EPEEC Project Fosters Heterogeneous HPC Programming in Europe

In this special guest feature from Scientific Computing World, Robert Roe talks to Antonio Peña EPEEC, project coordinator and senior researcher for the Barcelona Supercomputing Centre about progress on a European programming framework for HPC.

Antonio Peña from the Barcelona Supercomputing Centre

European researchers are working on a new programming environment for exascale computing that aims to make using these systems more efficient and programmers more productive.

The European Programming Environment for Programming Productivity of Heterogeneous Supercomputers (EPEEC) is a project that aims to combine European made tools for programming models and performance tools that could help to relieve the burden of targeting highly-heterogeneous supercomputers. It is hoped that this project will make researchers jobs easier as they can more effectively use large scale HPC systems.

As the (HPC) community works tirelessly to address the heterogeneity of upcoming exascale computers, users must be able to effectively use different architectures of processing units such as GPUs and FPGAs, heterogeneous memory systems including non-volatile and persistent memories, and networking.

The EPEEC project is aiming to overcome this challenge, having compiled five software components developed by European research institutions and companies to fine-tune and develop these tools for its programming environment. All of these tools already exist and are known to the HPC community, but, by combining these tools and integrating them and developing new features EPEEC researchers hope to develop a stable and productive platform for exascale computing.

EPEEC project coordinator and senior researcher for the Barcelona Supercomputing Center (BSC), Antonio Peña, explains that he and his colleagues saw a gap in the market for tools that could support researchers trying to make use of large HPC systems. ‘We found that in Europe there were a lot of pieces of technology that could be used together as a programming environment for exascale but, first, they needed some improvements and there needed to be some improvements to make them play better together.

Optimizing exascale

“All of the programming environment components already existed so apart from the integration we are adding features in the components themselves. For example, in OmpSs we are adding the capability to combine it with OpenACC and also with OpenMP offloading so that we get higher programming productivity when using heterogeneous systems like GPUs,” 
added Peña.

Directive based offloading will help domain scientists to better exploit parallelism in their code without the need for significant experience in parallel programming languages.

Offloading is needed to use devices like accelerators so you can offload to those devices, the parts of the code that are more suitable to be executed in those architectures and leave the CPU to do what it does best. This allows you to efficiently use all of the hardware resources that are available,” added Peña.

The project is integrating and improving five components used in HPC today, namely OmpSs, GASPI, Parallelware, ArgoDSM and existing performance tools from the BSC.

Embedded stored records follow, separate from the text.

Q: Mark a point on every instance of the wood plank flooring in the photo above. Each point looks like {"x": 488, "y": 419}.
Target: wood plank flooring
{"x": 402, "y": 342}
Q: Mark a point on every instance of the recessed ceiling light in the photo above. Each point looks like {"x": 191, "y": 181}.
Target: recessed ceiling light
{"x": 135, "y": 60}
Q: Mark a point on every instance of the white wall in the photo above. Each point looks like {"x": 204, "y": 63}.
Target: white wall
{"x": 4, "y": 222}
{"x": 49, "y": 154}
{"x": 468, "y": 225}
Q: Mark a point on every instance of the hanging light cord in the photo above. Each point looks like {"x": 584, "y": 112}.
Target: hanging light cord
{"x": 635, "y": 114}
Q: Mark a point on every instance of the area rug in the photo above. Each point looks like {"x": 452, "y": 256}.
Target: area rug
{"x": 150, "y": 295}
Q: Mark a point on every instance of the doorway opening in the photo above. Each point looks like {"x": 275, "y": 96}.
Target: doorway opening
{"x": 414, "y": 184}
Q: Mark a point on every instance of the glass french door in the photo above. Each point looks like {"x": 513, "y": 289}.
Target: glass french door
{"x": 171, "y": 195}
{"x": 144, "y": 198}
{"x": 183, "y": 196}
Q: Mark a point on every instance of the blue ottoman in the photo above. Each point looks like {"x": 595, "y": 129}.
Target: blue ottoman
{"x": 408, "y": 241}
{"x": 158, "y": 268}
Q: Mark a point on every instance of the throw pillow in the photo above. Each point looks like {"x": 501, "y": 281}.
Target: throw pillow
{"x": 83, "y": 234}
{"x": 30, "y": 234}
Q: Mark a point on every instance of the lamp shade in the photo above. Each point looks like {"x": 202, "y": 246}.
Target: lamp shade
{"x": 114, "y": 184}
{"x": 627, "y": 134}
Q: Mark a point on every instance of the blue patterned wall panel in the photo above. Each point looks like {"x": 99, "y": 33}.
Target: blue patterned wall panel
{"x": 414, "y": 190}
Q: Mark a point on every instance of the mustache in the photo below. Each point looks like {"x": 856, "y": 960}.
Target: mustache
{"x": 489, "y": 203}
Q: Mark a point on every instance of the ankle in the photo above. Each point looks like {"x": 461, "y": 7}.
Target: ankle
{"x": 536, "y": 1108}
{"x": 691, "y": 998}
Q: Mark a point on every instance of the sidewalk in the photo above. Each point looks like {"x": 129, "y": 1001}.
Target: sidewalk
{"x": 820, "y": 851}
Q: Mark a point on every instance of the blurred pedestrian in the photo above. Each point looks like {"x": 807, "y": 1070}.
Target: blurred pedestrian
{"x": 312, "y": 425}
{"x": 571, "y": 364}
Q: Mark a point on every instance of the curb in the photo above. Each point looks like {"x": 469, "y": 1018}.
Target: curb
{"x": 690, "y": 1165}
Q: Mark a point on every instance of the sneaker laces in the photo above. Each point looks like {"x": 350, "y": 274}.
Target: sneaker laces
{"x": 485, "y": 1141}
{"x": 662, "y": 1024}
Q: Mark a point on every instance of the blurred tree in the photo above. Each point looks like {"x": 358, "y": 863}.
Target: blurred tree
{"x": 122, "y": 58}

While the EPEEC project is building on these software components each has its own place in the HPC software stack. OmpSs is a shared-memory programming model based on directives and tasking, forerunner of initiatives for the OpenMP Standard. In the context of EPEEC, OmpSs is being developed to include accelerator directives and tasking within accelerators, seeking to make an impact on the OpenMP and OpenACC standardization bodies.

If successful this could lead to improved programming model composability. Additionally, the developments of a distributed-shared memory backend on top of the ArgoDSM middleware to seamlessly distribute OmpSs workloads across compute nodes will ease cluster deployments while optimizing performance with respect to state-of-the-art solutions.

GASPI is a distributed-memory programming model that is established as the European lead on one-sided internode communication. Developments in EPEEC include automatic data compression and eventually-consistent collectives, along with enhanced interoperability with runtime systems implementing intranode programming models. OmpSs+GASPI programming will offer an alternative to the ArgoDSM backend for developers seeking large-scale deployments.

Parallelware is a static analysis tool that will help users get started on porting their serial codes to parallel computing, by providing hints to directive annotation in OmpSs, OpenMP, and OpenACC.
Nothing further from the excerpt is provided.